The downside of this surge in worker demand is the same rise in wages, which has hit companies already struggling with high input costs. While some specific niches (used cars are one prominent example) have recently shocked consumers with stickers, economists are pushing prices up. Inflationary pressures are primarily scrambled supply chains and businesses. Says it is caused by a lack of key components that increase the cost of the car.
“Recently, we know that the biggest stimulus for inflation is related to supply constraints,” Hamrick said, but these cost pressures may be eased for some companies. He added that he couldn’t. “I see some dominoes falling … petrol may have peaked, we’ve already turned that corner with lumber.”
Economists, on the other hand, believe that they have not yet fully seen the impact of rising wages on prices. Aoifinn Devitt, Chief Investment Officer of investment adviser Moneta, said: “As for the upward pressure on wages … it hasn’t peaked yet,” she predicted. “I think it’s pretty close to the peak.”
The hurdles to fully reopening school for face-to-face learning can jeopardize the return of businesses under pressure to fill their jobs.

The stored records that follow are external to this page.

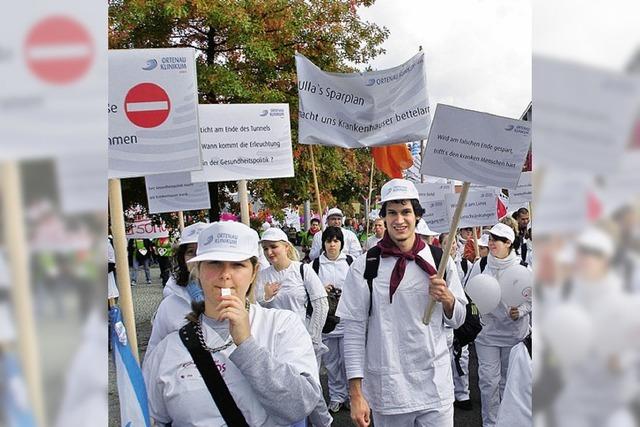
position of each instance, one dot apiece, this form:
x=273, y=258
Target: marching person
x=291, y=285
x=351, y=243
x=262, y=359
x=179, y=290
x=396, y=365
x=503, y=328
x=378, y=230
x=333, y=266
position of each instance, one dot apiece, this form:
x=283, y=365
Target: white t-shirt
x=407, y=364
x=333, y=273
x=292, y=295
x=177, y=393
x=351, y=244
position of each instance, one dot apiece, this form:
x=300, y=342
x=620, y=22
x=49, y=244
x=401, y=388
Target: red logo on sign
x=147, y=105
x=59, y=50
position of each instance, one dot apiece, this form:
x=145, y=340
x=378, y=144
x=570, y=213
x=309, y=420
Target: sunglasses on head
x=498, y=238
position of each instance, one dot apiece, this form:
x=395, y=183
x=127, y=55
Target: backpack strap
x=212, y=378
x=371, y=271
x=483, y=263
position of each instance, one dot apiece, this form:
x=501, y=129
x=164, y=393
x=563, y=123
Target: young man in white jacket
x=351, y=243
x=397, y=366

“Recent data suggest that there is much less labor slack than the unemployment rate suggests. If the labor shortage continues, wages are ready to rise further and more. Government spending will act as an additional booster, “said Joseph Flavorguna, managing director and chief economist of the Americas in Natixis, in a study. Note.. “It looks like a further recovery in the labor market is imminent, but it can be accompanied by an upward inflation risk,” he said.

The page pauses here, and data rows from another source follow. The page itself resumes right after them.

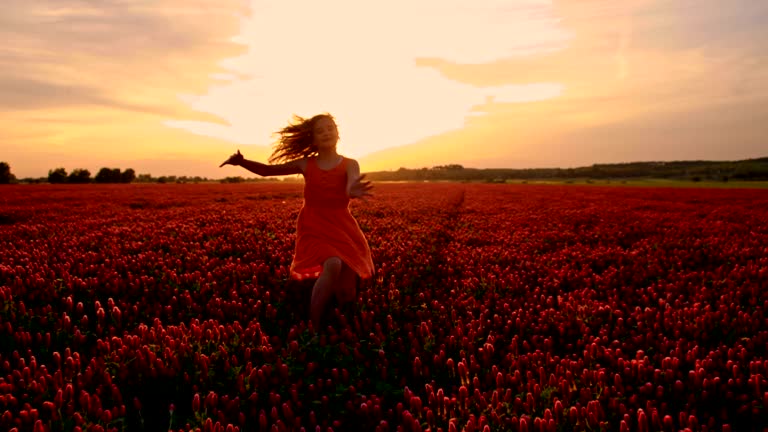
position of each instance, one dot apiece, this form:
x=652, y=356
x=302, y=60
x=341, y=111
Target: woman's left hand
x=360, y=188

Some people think this is already happening. Infrastructure Capital Management’s portfolio manager Jay Hatfield suggests that accommodative monetary policy and trillions of fiscal stimulus measures have already overheated the economy, with more than 10 million jobs at the end of June as evidence. did. “Job vacancies are also exacerbated by supplemental pandemic unemployment programs that discourage people from returning to work,” he said.

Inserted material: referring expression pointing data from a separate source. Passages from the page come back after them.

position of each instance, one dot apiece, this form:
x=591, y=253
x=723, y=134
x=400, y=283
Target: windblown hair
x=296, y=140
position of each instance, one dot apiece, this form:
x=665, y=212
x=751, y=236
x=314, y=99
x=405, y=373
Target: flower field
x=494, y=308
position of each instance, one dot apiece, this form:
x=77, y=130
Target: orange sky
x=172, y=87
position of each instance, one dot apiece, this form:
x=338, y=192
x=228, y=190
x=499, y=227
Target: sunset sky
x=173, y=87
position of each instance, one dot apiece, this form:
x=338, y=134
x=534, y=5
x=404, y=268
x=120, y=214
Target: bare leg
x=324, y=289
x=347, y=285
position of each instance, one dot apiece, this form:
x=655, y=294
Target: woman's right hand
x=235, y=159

This is an issue between labor economists and policy makers, with some arguing that lack of childcare and fear of the coronavirus are more influential factors than keeping workers on the sidelines.
“For many, I think the problem is not finding the right childcare. Perhaps next month’s reopening of school will alleviate many of those concerns,” Stova said.
Optimistically, this could jeopardize the return of businesses under pressure to fill their jobs to normal, with the hurdles of fully resuming school for face-to-face learning. He added that it suggests. As always, the coronavirus is still the largest X factor. “If the delta variant raises more concerns from school systems and parents, I think it will take some time for the supply demand curve to reach equilibrium,” he said.
Apart from keeping workers out of the loop longer, the resurrected virus can have a spillover effect that distorts labor demand, said Nick Banker, Indeed.com economist. “Slow returns to face-to-face offices can slow down the progress of attendant work in some downtown business districts,” he said.
“There are short-term concerns about delta variants. I think this wave of virus can weigh heavily on both labor supply and demand,” Banker said. “Going to a restaurant, going to a large social gathering, [patronize] Another kind of business with lots of people together, “he said.